As Fleck hopes to be declared fit for the meeting with fourth-placed City, the fact Wilder has suggested the Scotland international might be forced to settle for a seat on the bench highlights the benefits of that approach. The exhaustive analysis of performance indicators and personality traits extends to recruitment too.
“We’d still have that attention to detail, even if we had loads of money to spend like some of those around us,” Wilder replied, when asked if his strategy would change if United suddenly came into money. “We wouldn’t just sit back and think ‘We’ve signed him for that amount of money’ or whatever. We want lads who fit into our football club. The work we put in before bringing Ben here was the same as we did for Sander (Berge). One (Osborn) cost about £1.5m and the other about £20m odd.”
Osborn, aged 25, could make his fifth consecutive start at City after helping to create two of the three goals United scored against Chelsea. Unlike Wilder’s charges, Brendan Rodgers’ men are still struggling to come to terms with the post coronavirus landscape; winning only once since ‘Project Restart’ was implemented.
“It can quickly turn the other way,” cautioned Wilder. “We’ve seen that ourselves. I’m not surprised to see the lads put themselves back on track, even though we were a little bit concerned with how things initially began to transpire.
“But I can turn the other way in an instant. That’s something we have to guard against. We have to keep on at the players and we want to leave everything out there in our remaining games. And I mean everything.”

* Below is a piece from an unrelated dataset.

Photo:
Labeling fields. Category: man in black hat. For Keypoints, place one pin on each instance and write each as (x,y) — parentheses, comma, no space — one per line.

United are scheduled to host Everton on Monday before completing this season’s programme with a game at Southampton next weekend. After climbing out of the Championship last term, they are determined to ensure a campaign which many predicted would end in relegation delivers something much more memorable instead.
“If we can go to Leicester and come out with a result, then why not? This one is massive, a huge game, so let’s go from there,” Osborn said. “I feel like the pressure is more on Leicester, on the balance of things, because they’ve been fighting for a Champions League place all year. We’ve got to try and make it really difficult for them. We’re not focusing on anything else.”